Schließlich sprach es dann zu ihr, und seine Sprache war scharf und bitter: »Wenn du wirklich meine Mutter bist,« sagte es, »dann wärest du besser ferngeblieben, statt hierherzukommen und mir Schande zu bringen. Denn ich glaubte, ich sei das Kind irgendeines Sternes und nicht ein Bettlerkind, wie du es mir erzählt hast. Also mache dich fort und laß mich dich niemals wiedersehen.«
»Ach, mein Sohn,« rief sie, »willst du mich nicht küssen, bevor ich gehe? Denn ich habe viel durchgemacht, um dich zu finden.«
»Nein,« sagte das Sternenkind, »du bist widerwärtig anzusehen, und eher würde ich die Natter oder die Kröte küssen als dich.«
Da erhob sich die Frau und ging bitterlich weinend in den Wald, und als das Sternenkind sah, daß sie gegangen war, wurde es froh und lief zurück zu seinen Spielgefährten, um mit ihnen zu spielen.

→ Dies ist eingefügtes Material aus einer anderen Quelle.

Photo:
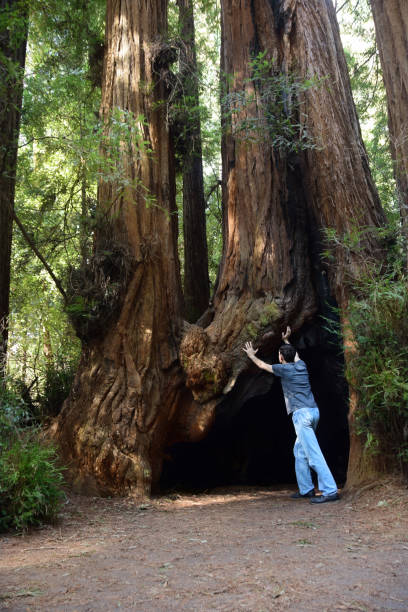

Aber als sie es kommen sahen, spotteten sie seiner und sprachen: »Du bist ja so widerwärtig wie eine Kröte und so ekelhaft wie eine Natter. Scher’ dich fort von hier, denn wir dulden nicht, daß du mit uns spielst.« Und sie vertrieben es aus dem Garten. Und das Sternenkind runzelte die Stirne und sprach zu sich: »Was bedeutet das, was sie mir sagen? Ich will zum Wasserbrunnen gehen und hineinsehen, er soll mir meine Schönheit zeigen.«
Da ging es zu dem Wasserbrunnen und blickte hinein, und siehe, sein Gesicht war wie das Gesicht einer Kröte und sein Körper war geschuppt wie der einer Natter. Und es warf sich in das Gras und weinte und sprach zu sich: »Sicherlich ist dies durch meine Sünde über mich gekommen. Denn ich habe meine Mutter verleugnet und sie davongetrieben, ich war stolz und grausam gegen sie. Deshalb will ich mich aufmachen und in der ganzen Welt nach ihr suchen und nicht ruhen, bis ich sie gefunden habe.«
Und da kam zu ihm die kleine Tochter des Holzhauers, legte ihre Hand auf seine Schulter und sagte: »Was macht es aus, daß du deine Schönheit verloren hast? Bleibe bei uns, und ich will nicht über dich spotten.«
Aber es sprach zu ihr: »Nein, ich bin grausam gegen meine Mutter gewesen, und als Strafe ist mir dieses Übel gesandt worden. Deshalb muß ich hingehen und die Welt durchwandern, bis ich sie gefunden, und bis sie mir vergeben hat.«
So lief es hinaus in den Wald und rief nach seiner Mutter, sie sollte zu ihm kommen, aber es fand keine Antwort. Den ganzen Tag über rief es nach ihr, und als die Sonne unterging, legte es sich aufs Laubbett schlafen. Aber die Vögel und das Wild flohen vor ihm, denn sie erinnerten sich seiner Grausamkeit, und niemand war bei ihm als die Kröte, die ihn bewachte, und die langsame Natter, die vorbeikroch.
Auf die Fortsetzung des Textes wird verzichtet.